He lowers his head.
The first touch of his lips on mine is so soft it almost isn't there. A brush. A suggestion. The ghost of a kiss that's asking permission even as it's taking it, and the tenderness of it is so at odds with everything I know about this man, everything I've seen him do with those hands and that mouth, that it breaks something open inside me that I've been holding shut for a very long time.
I make a sound. It’s smaller than a gasp or a moan. It’s something that lives in the back of my throat and sounds like the noise a person makes when they've been cold for so long that the first warmth actually hurts.
He pulls back. Looks at me. His eyes are searingly pale this close, and there's a tremor in the arm holding him above me that I would never have noticed if my hand weren't resting against his bicep, feeling the tension vibrate through the muscle like a plucked string.
"Wren."
"Yes."
"Do you want me?"
I could lie. I could say what a smart captive would say, the calculated yes that buys time and preserves options, the strategic surrender that keeps the predator calm while you look for an exit.
But the exit has been right there all along. The lock on the door that I stopped using. The fork beside the plate that he stopped wielding. The nightly ritual where he waits for me to stop him, and I never do.
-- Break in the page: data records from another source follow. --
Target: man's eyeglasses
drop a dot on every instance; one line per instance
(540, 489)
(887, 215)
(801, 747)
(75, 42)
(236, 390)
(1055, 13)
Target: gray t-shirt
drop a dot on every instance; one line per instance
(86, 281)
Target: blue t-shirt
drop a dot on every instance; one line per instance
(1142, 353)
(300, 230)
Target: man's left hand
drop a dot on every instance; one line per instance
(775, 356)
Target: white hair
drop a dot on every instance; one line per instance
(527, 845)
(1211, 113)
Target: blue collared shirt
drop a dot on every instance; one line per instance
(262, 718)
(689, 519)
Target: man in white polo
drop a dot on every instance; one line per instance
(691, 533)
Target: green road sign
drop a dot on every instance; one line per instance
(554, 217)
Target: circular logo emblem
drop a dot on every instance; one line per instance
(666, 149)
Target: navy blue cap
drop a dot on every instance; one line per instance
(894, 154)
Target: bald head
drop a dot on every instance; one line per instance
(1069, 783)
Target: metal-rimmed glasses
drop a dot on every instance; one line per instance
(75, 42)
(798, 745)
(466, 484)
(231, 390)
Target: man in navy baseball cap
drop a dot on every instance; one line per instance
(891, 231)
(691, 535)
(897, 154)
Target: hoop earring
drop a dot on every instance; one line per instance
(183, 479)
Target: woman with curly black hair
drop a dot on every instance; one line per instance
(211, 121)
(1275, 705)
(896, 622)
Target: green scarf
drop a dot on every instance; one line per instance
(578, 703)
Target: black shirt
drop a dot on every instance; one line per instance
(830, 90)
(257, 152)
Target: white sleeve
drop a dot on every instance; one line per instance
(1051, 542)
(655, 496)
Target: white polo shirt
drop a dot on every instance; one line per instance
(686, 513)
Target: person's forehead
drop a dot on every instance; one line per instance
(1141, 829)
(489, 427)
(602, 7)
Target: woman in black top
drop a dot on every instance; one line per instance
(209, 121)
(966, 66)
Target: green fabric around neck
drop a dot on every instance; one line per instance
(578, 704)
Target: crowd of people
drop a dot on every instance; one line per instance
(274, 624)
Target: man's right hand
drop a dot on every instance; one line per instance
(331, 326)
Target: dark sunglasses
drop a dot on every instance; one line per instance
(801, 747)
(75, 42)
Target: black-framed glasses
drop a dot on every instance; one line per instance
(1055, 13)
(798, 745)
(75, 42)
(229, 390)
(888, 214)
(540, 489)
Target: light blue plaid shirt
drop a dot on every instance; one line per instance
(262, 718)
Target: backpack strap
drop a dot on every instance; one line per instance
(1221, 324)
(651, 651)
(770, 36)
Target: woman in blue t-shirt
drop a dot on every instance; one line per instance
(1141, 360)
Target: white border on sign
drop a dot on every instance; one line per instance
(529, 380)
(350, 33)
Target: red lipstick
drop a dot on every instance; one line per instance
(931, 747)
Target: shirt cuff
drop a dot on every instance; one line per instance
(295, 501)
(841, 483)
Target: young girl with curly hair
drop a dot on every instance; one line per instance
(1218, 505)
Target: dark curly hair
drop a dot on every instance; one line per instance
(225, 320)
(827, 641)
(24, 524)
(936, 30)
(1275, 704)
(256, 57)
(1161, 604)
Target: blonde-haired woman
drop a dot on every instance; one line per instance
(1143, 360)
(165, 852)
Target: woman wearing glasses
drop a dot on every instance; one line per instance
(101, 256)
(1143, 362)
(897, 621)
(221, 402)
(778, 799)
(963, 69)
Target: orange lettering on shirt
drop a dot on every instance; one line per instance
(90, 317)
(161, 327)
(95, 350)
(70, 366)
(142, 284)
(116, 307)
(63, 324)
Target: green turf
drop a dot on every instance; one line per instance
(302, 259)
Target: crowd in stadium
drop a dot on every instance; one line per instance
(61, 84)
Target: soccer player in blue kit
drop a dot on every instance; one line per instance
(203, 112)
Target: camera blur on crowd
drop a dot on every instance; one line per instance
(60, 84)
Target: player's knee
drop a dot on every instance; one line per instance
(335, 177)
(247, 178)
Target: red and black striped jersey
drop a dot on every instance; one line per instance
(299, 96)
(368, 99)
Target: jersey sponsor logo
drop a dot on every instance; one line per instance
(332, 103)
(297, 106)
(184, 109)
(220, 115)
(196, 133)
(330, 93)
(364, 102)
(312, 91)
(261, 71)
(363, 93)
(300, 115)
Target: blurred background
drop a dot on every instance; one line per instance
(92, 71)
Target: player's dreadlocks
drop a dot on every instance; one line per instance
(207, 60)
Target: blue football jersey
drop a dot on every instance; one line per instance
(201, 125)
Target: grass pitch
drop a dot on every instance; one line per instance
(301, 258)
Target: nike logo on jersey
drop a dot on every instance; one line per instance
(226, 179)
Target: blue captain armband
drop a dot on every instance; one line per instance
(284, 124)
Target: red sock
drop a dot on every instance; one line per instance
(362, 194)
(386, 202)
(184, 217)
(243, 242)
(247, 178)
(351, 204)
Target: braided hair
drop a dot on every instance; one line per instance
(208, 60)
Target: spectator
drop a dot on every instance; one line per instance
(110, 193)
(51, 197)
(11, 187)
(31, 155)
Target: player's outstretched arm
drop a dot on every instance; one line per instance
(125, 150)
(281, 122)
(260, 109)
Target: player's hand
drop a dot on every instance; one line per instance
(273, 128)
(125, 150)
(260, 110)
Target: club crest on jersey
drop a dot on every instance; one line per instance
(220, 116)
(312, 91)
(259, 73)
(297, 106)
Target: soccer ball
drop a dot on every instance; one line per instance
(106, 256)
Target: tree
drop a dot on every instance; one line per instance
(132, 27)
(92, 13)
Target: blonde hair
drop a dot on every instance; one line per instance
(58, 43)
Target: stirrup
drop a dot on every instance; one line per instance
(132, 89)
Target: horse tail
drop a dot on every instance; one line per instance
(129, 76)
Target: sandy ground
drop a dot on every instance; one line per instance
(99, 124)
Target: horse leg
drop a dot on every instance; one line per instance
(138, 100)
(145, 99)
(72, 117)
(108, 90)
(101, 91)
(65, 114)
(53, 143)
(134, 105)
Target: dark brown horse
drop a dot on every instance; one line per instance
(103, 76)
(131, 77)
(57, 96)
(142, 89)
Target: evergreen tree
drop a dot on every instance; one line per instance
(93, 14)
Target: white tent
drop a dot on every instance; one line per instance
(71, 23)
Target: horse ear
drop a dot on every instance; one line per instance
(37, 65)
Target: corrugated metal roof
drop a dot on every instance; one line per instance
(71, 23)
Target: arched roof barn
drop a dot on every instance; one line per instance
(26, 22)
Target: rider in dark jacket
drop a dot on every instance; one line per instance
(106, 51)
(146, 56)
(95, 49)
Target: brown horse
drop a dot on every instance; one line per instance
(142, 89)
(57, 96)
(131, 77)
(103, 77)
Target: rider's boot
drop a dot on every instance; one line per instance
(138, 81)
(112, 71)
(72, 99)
I have been choosing him for days.
"Yes," I say. "I want you."
The sound he makes is not human.
It comes from somewhere deep in his chest, a low, raw, fractured thing, and his mouth is on mine before the last syllable leaves my lips. Not the gentle brush from before. This is the real kiss. The one he's been holding back. His hand comes to the back of my neck and his fingers tangle in my hair and he kisses me like I’m his salvation.
I kiss him back, and the last wall I have comes down with a sigh.
His hand slides down my body. Along my ribs, over my hip, down the outside of my thigh, and then up, pulling my leg around his waist, and I can feel him through his pants, hard and thick and pressing against me, and my hips roll toward him without my permission, chasing the pressure.
"Wren." My name in his mouth like a prayer. Like a vow. "Tell me to stop and I'll stop."
"Don't stop."
He pulls back long enough to take off his shirt, and I see his body for the first time. I've felt his forearms, his hands, his jaw, his mouth. But I've never seen him like this. Broad chest, tapered waist, the kind of body that's been built through violence and discipline rather than vanity. There are scars. A long one across his left ribs. A puckered circle on his right shoulder that I recognize from television as a bullet wound. A scatter of smaller marks across his abdomen that tell a story I don't know yet.
I reach for him. My fingers find his chest and he goes still under my touch, absolutely still, like a wild animal being touched for the first time, and I feel his breath catch and his heart slam and I realize with a clarity that makes my eyes sting:
Nobody touches this man.
People fear him. People obey him. People step out of his path and lower their eyes and do what he says because the alternativeis unthinkable. But nobody touches him. Nobody puts their hand flat against his chest and feels his heart beat and traces the ridge of a scar with their fingertip. Or watch his eyes close and his jaw clench and his whole body vibrate with the effort of not falling apart.
I'm the first.
He chose me because nobody had ever chosen me.
I'm choosing him because nobody has ever touched him.
His pants come off, and then there's nothing between us. His weight settles over me, and the full-body contact of skin on skin sends a shock through my nervous system so intense that I arch into him and gasp and he catches it with his mouth.
"Look at me," he says.
I open my eyes.
He's right there. Close enough that I can see the individual shards of color in his irises, silver and ice blue and something darker at the center. His face is stripped of everything I've seen him wear in the last eleven days. In its place is need, raw and enormous and terrifying. The need of a man who has told himself for too long that he doesn't need anything and has just discovered that he was wrong.
He pushes inside me.
Slow enough for me to feel every inch, and there are a lot of inches, and my body stretches around him with a burn that tips over into something else, something deeper and fuller and more overwhelming than anything his mouth has ever done to me. He watches my face while he enters me, watching for pain, watching for resistance, watching for the thing that would make him stop. But there isn’t anything because the fullness of him inside me doesn't feel like invasion.